Ebenso können viele Großaufnahmen symbolisch einen Vorgang, die Stimmung oder ein Objekt optisch sezieren - zum besseren Verständnis für den Zuschauer. Ähnliche Einstellungen gibt es deshalb bei meiner Kameraarbeit sehr selten, weil ich weiß, daß ähnliche Bilder irritieren und obendrein schlecht zu schneiden sind. Zum nicht gewollten Bildsprung ist es darin nicht mehr weit.
Derartige Tips zur Bildgestaltung können natürlich nur einen Ausschnitt aus der Bandbreite der Möglichkeiten wiedergeben. Die Materie ist einfach viel zu komplex, um sie in einem Ratgeber für den Hobbyfilmer in allen Facetten erschöpfend definieren und interpretieren zu können. Hier gilt: Das Wenige, was sich auf begrenztem Raum darstellen läßt, soll als Anregung für eigenes kreatives Experimentieren dienen.
Perspektive ist die zweidimensionale Darstellung räumlicher Gebilde in einer Form, wie sie der tatsächlichen Sichtweise entspricht, das heißt mit Größenabnahme von vorn nach hinten, Verkürzung, Änderung von Farben etc. In Fotografie und Film (Video) bestimmt nicht die Brennweite die Art der Perspektive, sondern allein der Standpunkt. Beweis: Filmt man vom gleichen Ort mit kurzer Lind langer Brennweite dasselbe Motiv und vergrößert ans der Weitwinkelaufnahme denselben Ausschnitt, den das Teleobjektiv erfaßte, so sind beide Aufnahmen perspektivisch gleich.
Unterschiedliche aber auch ungewöhnliche Perspektiven tragen viel zum Erfolg eines Films bei. Vertreter des russischen Revolutionsfilms zum Beispiel benutzten als erste ungewöhnliche Kameraperspektiven, um den dargestellten Personen einen bestimmten Ausdruck zu verleihen. Soldaten des Zaren oder Vertreter des Adels oder der Bourgeoisie wurden stets aus einer froschähnlichen Perspektive - in Höhe der Füße - aufgenommen. Sie ragten unnatürlich in die Höhe, was ihre Arroganz und Grausamkeit betonen sollte. Die sogenannten Helden der Oktoberrevolution zeigten die berühmten Regisseure Eisenstein und W. I. Pudowkin aus einer, allerdings nur leichten, Unter-Perspektive, um die Vorstellung der Erhabenheit zu suggerieren.

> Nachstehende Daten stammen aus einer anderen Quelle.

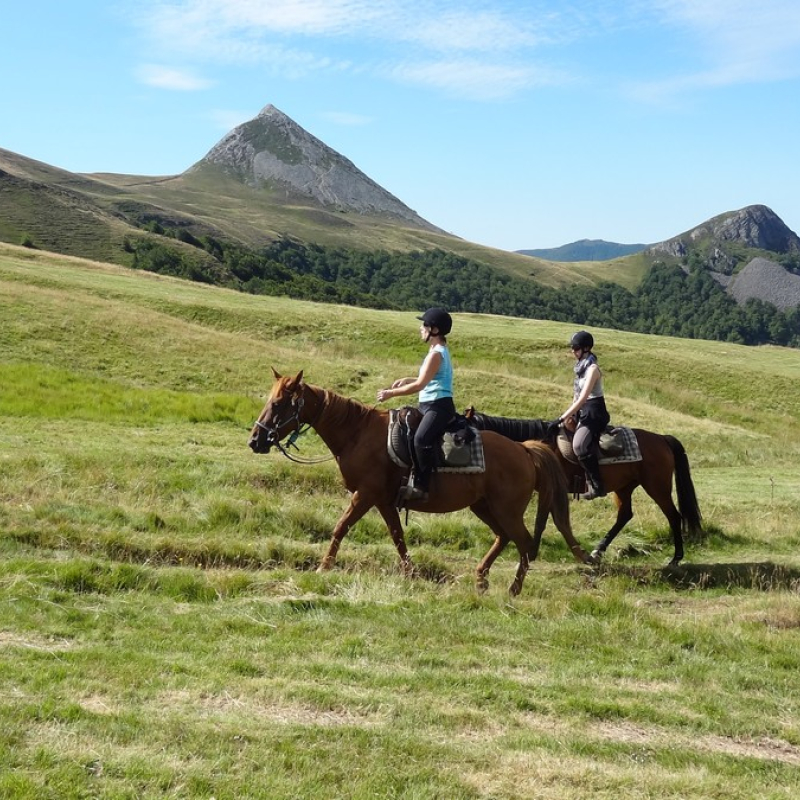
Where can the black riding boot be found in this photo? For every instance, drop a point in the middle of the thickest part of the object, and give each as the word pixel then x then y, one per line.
pixel 421 476
pixel 596 488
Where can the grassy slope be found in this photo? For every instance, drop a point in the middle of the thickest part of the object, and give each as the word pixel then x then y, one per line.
pixel 161 633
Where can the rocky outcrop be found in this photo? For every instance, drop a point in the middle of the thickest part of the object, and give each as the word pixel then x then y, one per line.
pixel 754 226
pixel 768 281
pixel 274 151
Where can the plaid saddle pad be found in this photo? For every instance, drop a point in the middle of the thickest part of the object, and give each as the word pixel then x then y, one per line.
pixel 453 454
pixel 626 447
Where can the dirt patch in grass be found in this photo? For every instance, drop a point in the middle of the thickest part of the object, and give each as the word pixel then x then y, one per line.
pixel 763 747
pixel 34 642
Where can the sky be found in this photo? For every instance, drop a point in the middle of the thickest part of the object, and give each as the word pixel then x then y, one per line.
pixel 516 125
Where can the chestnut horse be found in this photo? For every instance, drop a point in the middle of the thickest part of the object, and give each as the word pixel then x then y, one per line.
pixel 663 457
pixel 357 437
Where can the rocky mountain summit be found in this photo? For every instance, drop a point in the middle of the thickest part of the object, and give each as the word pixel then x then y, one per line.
pixel 728 246
pixel 272 151
pixel 754 226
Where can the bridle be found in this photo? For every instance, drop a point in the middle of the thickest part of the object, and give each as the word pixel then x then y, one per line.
pixel 271 430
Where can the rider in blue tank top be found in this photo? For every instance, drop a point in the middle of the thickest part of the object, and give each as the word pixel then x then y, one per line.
pixel 435 386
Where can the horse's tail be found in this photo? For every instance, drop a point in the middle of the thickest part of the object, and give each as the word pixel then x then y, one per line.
pixel 684 486
pixel 551 484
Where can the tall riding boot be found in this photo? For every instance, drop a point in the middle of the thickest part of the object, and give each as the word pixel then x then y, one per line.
pixel 596 488
pixel 421 476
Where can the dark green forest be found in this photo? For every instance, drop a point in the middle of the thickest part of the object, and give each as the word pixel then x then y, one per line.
pixel 670 301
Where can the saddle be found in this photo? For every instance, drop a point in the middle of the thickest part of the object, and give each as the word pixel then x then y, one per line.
pixel 615 444
pixel 459 449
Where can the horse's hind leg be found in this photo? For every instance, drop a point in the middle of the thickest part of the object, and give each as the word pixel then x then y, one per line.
pixel 484 514
pixel 624 516
pixel 506 528
pixel 663 500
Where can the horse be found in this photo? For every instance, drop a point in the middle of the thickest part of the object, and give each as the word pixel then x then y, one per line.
pixel 357 436
pixel 663 457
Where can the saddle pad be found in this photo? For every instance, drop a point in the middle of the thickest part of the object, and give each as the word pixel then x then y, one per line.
pixel 397 448
pixel 630 450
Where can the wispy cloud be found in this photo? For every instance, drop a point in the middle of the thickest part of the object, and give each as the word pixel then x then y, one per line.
pixel 344 118
pixel 732 43
pixel 483 49
pixel 228 119
pixel 170 78
pixel 476 79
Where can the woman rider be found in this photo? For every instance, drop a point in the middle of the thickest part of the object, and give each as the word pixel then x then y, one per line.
pixel 589 405
pixel 435 386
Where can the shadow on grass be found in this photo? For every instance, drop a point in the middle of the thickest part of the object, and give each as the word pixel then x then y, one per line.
pixel 761 576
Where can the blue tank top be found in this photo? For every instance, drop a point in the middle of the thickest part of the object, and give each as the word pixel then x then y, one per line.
pixel 441 385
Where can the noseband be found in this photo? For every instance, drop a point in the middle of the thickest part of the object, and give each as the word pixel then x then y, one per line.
pixel 272 430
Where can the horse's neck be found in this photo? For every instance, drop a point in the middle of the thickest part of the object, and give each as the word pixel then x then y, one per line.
pixel 337 418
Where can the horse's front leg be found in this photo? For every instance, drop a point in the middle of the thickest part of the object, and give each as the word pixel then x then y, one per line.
pixel 357 508
pixel 482 571
pixel 624 516
pixel 392 519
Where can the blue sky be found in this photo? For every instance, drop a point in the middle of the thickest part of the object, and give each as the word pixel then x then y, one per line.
pixel 511 124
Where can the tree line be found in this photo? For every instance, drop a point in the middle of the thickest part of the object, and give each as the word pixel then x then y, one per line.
pixel 670 301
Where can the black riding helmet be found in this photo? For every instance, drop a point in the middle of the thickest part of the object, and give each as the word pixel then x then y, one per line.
pixel 437 318
pixel 582 340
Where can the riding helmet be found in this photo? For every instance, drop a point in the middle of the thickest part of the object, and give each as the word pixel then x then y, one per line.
pixel 582 340
pixel 437 318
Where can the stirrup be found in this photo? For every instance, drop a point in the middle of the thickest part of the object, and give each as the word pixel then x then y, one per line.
pixel 408 494
pixel 592 494
pixel 411 492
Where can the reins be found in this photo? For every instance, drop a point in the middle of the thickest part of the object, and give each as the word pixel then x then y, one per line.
pixel 298 432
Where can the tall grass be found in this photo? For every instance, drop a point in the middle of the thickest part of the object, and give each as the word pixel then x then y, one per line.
pixel 163 632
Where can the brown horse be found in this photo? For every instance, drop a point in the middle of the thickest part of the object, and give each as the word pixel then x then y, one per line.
pixel 357 437
pixel 662 458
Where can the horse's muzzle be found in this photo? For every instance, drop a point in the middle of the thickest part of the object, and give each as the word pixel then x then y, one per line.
pixel 260 441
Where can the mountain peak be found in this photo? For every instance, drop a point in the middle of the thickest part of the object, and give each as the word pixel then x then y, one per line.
pixel 754 226
pixel 273 152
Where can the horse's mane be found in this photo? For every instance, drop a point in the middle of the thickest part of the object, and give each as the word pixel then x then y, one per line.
pixel 340 409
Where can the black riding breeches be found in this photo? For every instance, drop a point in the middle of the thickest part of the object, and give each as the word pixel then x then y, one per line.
pixel 435 418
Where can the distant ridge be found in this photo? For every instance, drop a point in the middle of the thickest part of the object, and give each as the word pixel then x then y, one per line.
pixel 274 152
pixel 585 250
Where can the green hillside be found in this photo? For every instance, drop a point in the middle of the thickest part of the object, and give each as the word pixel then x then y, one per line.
pixel 163 632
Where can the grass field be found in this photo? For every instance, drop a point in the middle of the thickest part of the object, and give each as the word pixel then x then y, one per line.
pixel 163 632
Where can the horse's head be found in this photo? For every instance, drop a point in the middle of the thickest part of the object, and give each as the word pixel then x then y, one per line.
pixel 281 415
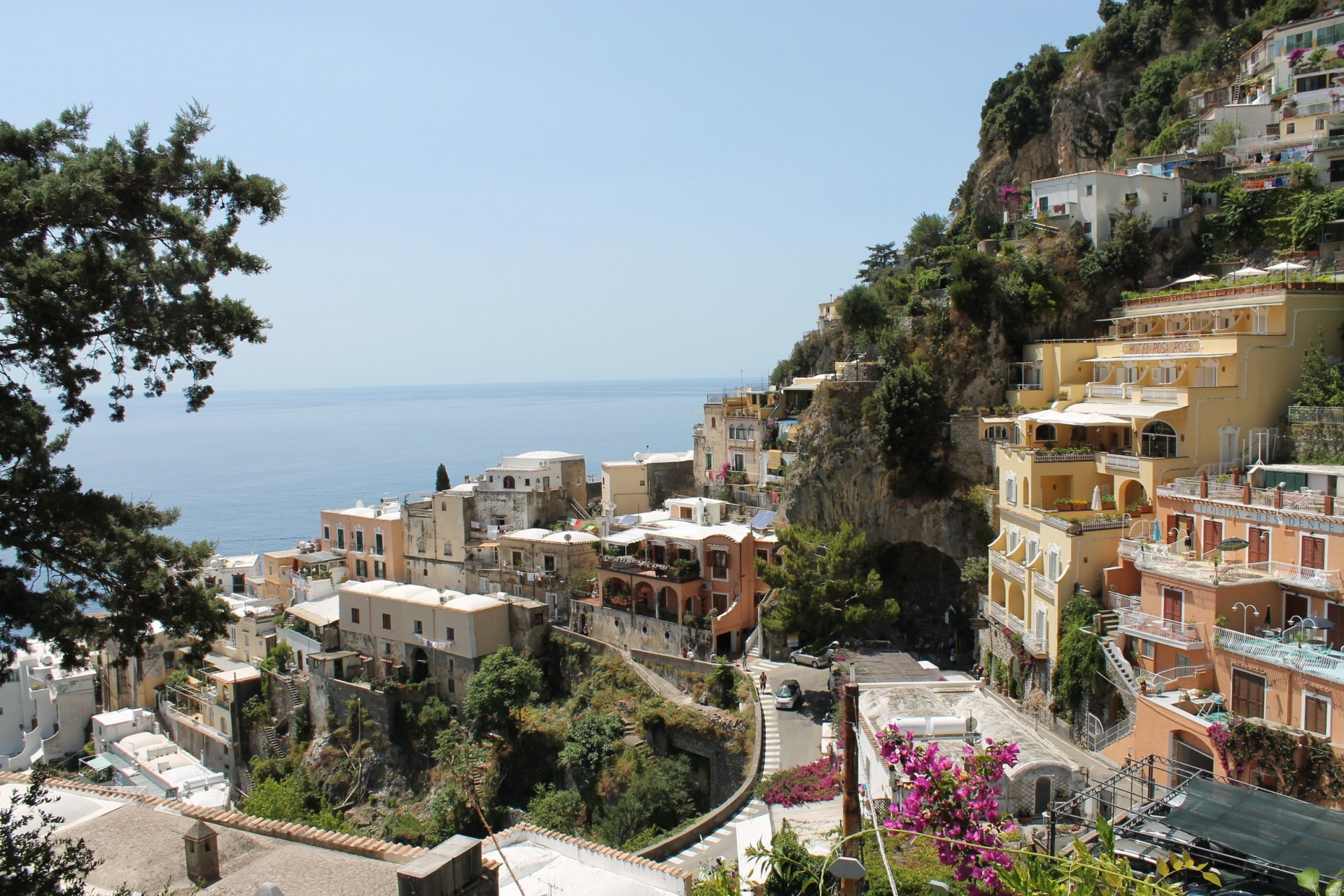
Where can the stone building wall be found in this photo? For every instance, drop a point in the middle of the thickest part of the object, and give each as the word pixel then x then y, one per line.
pixel 640 633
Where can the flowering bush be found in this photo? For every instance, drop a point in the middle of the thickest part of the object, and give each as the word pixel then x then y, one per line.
pixel 956 802
pixel 809 783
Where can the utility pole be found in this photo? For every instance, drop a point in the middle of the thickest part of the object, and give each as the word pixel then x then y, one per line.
pixel 850 806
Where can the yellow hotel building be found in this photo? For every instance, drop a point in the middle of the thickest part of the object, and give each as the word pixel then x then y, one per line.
pixel 1182 383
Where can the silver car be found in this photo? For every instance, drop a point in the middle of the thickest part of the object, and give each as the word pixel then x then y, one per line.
pixel 815 657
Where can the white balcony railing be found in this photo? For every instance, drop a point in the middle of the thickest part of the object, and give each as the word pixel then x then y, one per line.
pixel 1101 390
pixel 1142 625
pixel 1161 396
pixel 1298 657
pixel 1126 463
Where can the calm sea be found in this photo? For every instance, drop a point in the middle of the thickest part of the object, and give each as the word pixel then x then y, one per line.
pixel 253 469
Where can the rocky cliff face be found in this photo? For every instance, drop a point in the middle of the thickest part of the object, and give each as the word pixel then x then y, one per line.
pixel 1084 120
pixel 841 476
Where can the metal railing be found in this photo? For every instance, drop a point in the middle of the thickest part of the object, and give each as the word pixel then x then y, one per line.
pixel 1128 463
pixel 1298 657
pixel 1120 601
pixel 1148 626
pixel 1101 390
pixel 1160 396
pixel 1312 414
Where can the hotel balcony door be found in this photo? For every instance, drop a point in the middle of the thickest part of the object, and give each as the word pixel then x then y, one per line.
pixel 1174 605
pixel 1259 551
pixel 1335 613
pixel 1212 536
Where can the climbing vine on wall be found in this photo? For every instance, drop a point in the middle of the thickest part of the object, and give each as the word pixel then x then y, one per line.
pixel 1300 763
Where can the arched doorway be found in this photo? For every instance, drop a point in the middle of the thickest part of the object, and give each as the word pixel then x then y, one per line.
pixel 1159 440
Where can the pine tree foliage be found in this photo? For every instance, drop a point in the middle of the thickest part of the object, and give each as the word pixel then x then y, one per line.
pixel 106 260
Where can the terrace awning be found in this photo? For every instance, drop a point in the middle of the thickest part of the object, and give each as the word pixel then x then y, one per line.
pixel 1072 416
pixel 1128 412
pixel 1155 356
pixel 626 536
pixel 1304 836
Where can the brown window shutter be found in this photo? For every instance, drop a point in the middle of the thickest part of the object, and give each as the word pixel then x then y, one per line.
pixel 1313 552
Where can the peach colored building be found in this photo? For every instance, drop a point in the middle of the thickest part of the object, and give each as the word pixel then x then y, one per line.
pixel 679 580
pixel 1182 383
pixel 370 539
pixel 1253 630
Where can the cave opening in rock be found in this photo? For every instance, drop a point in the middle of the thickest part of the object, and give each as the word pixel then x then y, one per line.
pixel 936 605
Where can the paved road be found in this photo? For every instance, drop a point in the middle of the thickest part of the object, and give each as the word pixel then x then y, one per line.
pixel 792 738
pixel 800 729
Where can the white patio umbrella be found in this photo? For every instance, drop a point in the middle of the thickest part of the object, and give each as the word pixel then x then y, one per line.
pixel 1285 267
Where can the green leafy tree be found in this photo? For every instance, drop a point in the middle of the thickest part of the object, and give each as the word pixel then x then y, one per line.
pixel 558 811
pixel 1123 260
pixel 972 289
pixel 1079 669
pixel 588 745
pixel 907 413
pixel 825 589
pixel 1323 381
pixel 860 311
pixel 106 261
pixel 659 798
pixel 926 234
pixel 33 860
pixel 500 690
pixel 882 260
pixel 793 869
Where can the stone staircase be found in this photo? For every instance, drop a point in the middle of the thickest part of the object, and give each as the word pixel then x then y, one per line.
pixel 296 697
pixel 272 742
pixel 245 780
pixel 1123 672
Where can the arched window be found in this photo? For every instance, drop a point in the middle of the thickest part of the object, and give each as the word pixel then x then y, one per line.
pixel 1159 440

Kurze Brennweiten (Weitwinkel) vermitteln mehr Raumtiefe durch eine sogenannte steile Perspektive. Der größere Bildwinkel erfaßt auch noch nahe Gegenstände und bildet sie scharf und ungewohnt groß ab. In der Tiefe gestaffelte Gegenstände gleicher Größe erscheinen im Bild mit großen Zwischenräume und übersteigerter Größenabnahme zwischen Vorder- und Hintergrund. Lange Brennweiten erzeugen bei engem Bildwinkel eine flach wirkende Perspektive. In die Tiefe gestaffelte Gegenstände erscheinen bei stark verringerten Zwischenräumen in fast gleicher Größe.

Ein Schloß im
Münsterland: Die Spinx aus Stein im Vordergrund gibt dem Bild
mehr Raumtiefe. (Foto: Vielmuth)
Durch den Brennweitenwechsel kann ein Raum eng oder weit, ein Körper flach oder tief, Großes klein und Kleines groß abgebildet werden. Die räumliche Wirkung der Kameraeinstellung wird also durch den Bildwinkel bestimmt, festgelegt durch die eingestellte Brennweite. Die Veränderung der Perspektive ist eines der wichtigsten Gestaltungsmittel im Film. Jedoch: Zoomfahrten (Gummilinsenfahrten) verändern nicht die Perspektive. Hierzu muß der Kamerastandpunkt verändert werden.